We also heard from Marshallese Indigenous Peoples – relocated from their home atolls and disconnected from their traditional ways of life. In the Office’s visits to the Marshall Islands, it observed the practice among displaced communities to entomb their deceased above-ground; fuelled by the unwavering hope of one day returning their remains to their home atolls, an illustration of the profound impacts yet again of the nuclear legacy – on life and in death, on the physical as well as the spiritual.
But the human rights impacts of the nuclear legacy are not limited to what is known and can be quantified. They are also rooted in pain that cannot be measured and facts that remain unknown. Indeed, information gaps related to the nuclear legacy were the single most prevalent issue raised in OHCHR’s consultations with the Marshallese.
The High Commissioner’s report takes account of the factual record and identifies gaps in it with the aim of supporting truth-seeking. While radiological impacts are typically seen as within the remit of scientific agencies, at the heart of this mandate lie human rights. The long-standing consequences – displacement, health crises, and the erosion of livelihoods – are fundamentally human rights issues and OHCHR is uniquely positioned to assist the NNC in addressing them.

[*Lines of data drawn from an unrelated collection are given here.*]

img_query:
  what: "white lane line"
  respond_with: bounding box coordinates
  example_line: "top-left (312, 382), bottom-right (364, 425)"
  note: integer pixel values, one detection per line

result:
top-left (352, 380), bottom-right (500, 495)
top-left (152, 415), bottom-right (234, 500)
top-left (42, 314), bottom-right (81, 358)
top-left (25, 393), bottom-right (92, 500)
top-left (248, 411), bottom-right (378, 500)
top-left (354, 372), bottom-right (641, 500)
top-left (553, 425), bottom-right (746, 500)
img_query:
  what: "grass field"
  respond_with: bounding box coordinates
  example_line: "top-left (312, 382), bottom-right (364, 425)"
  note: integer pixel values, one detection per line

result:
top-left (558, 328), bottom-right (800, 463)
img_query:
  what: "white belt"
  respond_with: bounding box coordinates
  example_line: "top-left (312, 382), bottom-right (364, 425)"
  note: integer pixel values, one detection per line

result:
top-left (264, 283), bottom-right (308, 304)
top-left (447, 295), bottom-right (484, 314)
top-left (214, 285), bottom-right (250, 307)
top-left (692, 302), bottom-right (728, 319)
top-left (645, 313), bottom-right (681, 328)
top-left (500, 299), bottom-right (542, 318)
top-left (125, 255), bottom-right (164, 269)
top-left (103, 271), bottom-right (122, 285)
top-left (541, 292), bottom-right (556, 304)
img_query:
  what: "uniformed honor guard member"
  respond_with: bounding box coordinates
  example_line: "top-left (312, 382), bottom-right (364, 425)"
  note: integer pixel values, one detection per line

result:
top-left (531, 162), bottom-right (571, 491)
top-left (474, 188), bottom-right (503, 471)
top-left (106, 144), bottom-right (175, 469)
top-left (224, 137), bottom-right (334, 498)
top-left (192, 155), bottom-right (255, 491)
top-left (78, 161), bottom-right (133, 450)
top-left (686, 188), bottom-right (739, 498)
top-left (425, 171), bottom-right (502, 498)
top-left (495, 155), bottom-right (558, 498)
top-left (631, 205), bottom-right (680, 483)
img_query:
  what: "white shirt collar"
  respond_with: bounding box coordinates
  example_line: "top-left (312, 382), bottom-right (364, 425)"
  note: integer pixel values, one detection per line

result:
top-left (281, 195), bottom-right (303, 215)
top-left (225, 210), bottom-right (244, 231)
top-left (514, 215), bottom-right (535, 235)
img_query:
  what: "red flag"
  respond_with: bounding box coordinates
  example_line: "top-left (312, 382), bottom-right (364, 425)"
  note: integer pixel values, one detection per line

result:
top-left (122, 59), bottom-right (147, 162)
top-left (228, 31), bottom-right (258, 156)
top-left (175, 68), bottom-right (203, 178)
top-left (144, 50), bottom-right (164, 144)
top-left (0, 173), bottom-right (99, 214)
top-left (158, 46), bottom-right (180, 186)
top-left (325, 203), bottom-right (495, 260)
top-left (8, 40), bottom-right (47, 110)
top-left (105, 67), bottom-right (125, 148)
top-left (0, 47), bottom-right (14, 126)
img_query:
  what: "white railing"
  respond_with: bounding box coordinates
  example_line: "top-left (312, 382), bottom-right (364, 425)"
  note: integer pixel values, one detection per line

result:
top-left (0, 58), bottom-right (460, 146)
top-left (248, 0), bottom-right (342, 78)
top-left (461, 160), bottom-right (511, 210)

The truth is a key element of transitional justice in its own right. But it also serves as a foundation for accountability, for reparations, and for guarantees of non-repetition. Uncovering the full truth about the nuclear legacy – its history, as well its ongoing impacts – will empower the Marshallese to move forward and will pave the way for reconciliation. As the late Marshallese leader Tony deBrum said: “There can be no closure without full disclosure.”
The report thus recommends that the Governments of the Marshall Islands and the United States, the United Nations, the international community, and non-state actors consider establishing truth and non-repetition mechanisms, and adopt and support a transitional justice-driven approach, to address the nuclear legacy.
The report addresses the human rights consequences of the Marshall Islands’ nuclear legacy, but it also speaks more broadly to the need for accountability for human and environmental impacts on a global scale. The lessons of nuclear testing in the Marshall Islands are lessons for the whole world, as there are other areas, communities and countries that were and continue to be affected by nuclear testing.
Excellencies,
Mr. Vice President,
When it comes to human rights and environmental crises, we must stand together to prevent them, and to promote accountability, truth and reparations for them; and to protect and empower those most at-risk from their impacts.
Thank you.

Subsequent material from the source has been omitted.